Tras un rato largo pasamos del camino de carretas a un sendero que se dirigía hacia las montañas. Parecía que íbamos directamente contra una de ellas, pero a medida que avanzábamos, yo veía que las montañas se abrían y se curvaban sobre nosotros.
Empezaron a resonar nuestras pisadas a causa del eco, dejándose oír a nuestro alrededor murmullos y silbidos entre los árboles, como si todo hubiese cobrado vida. Hacía calor. A nuestro lado se oyó un ruido. Una rana saltaba sobre las rocas, parando y volviendo a saltar. Estábamos en una hondonada entre las montañas.
La media luna se perdió de vista, escondida tras la cresta de la montaña, arrojando una luz plateada sobre el cielo. La luz se reflejaba en las crestas y daba la impresión de que estábamos bajo una cúpula.
Abuela comenzó a tararear una cancioncilla detrás de mí. Supe que era india y no necesitaba letra para que su significado estuviera claro; me hizo sentirme seguro.
Un perro aulló tan de repente que di un respingo. Lo hacía de forma continuada y lastimera, interrumpiéndose con algunos lamentos, que el eco se encargaba de repetir cada vez más a lo lejos, en las montañas.
Abuelo dijo:
—Debe de ser la vieja «Maud». Ya no tiene ni siquiera el olfato de un perro faldero y depende sólo de su oído.
Al cabo de un minuto estábamos rodeados de perros, que correteaban a nuestro alrededor y me olfateaban para percibir el nuevo olor. La vieja «Maud» volvió a aullar, esta vez muy cerca, y abuelo dijo:
—¡Cállate, «Maud»! —y entonces se dio cuenta de quién era y vino corriendo y saltando hacia nosotros.

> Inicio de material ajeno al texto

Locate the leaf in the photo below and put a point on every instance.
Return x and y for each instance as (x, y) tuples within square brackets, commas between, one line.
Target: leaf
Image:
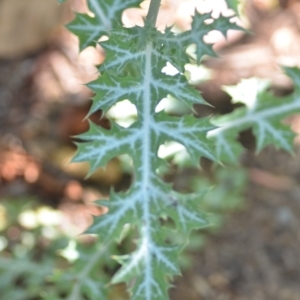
[(175, 45), (132, 70), (263, 113), (107, 14)]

Cruzamos un riachuelo, pasando sobre un tronco que servía de puente, y allí estaba la cabaña, hecha de troncos, construida bajo grandes árboles, con la montaña en la parte de atrás y con un porche en la parte delantera.
Tenía un gran vestíbulo abierto en sus extremos y separando las habitaciones. Algunos lo llamaban «la galería», pero los amigos de la montaña lo llamaban «la perrera», pues los perros correteaban por allí. A un lado había una gran habitación en la que se cocinaba, se comía y se vivía la mayor parte del tiempo, y al otro lado de la perrera había dos dormitorios: uno era el de mis abuelos; el otro, el mío.
Me tumbé sobre una suave piel de ciervo curtida, puesta en un marco de madera de nogal. A través de la ventana abierta podía ver los árboles del otro lado del riachuelo iluminados por una luz fantasmal. Me acordé de mamá, pensando en el lugar tan extraño en que me encontraba.
Una mano empezó a acariciarme la cabeza. Era abuela, que estaba sentada en el suelo a mi lado. Llevaba una gran falda. Su pelo, trenzado, con algunos cabellos plateados, le caía desde los hombros hasta el regazo. Miró a través de la ventana y comenzó a cantar lenta y suavemente:
Han estado sintiendo su llegada
los árboles, el bosque, el viento,
y con su canto le da la bienvenida la montaña.
Pequeño Árbol, no te tienen miedo;
saben que tu corazón está lleno de ternura.
Pequeño Árbol, nunca estarás solo, es su balada.
Escucha, la pequeña y muy traviesa Lay-nah,
jugando a charlar y hacer espumas
allá arriba, en la montaña, baila.
Éste es su canto a la luna:
hoy, a un hermano hemos recibido.
Es Pequeño Árbol. Qué hermoso es nuestro niño.
Awi-usdi, el mimoso cervatillo,
y Min-e-lee, codorniz de bellas plumas,
y hasta Kagú, la corneja, ríen, cantan:
Pequeño Árbol es un regalo divino,
es un torrente de fuerza y dulzura;
Pequeño Árbol, siempre estaremos contigo.
Cantaba y se mecía despacio hacia adelante y hacia atrás. Yo podía oír hablar al viento y cantar a Lay-nah, la corriente, contando cosas sobre mí a todos mis hermanos.
Yo sabía que era Pequeño Árbol, y estaba contento de que me amasen y me quisieran. Me dormí y no lloré.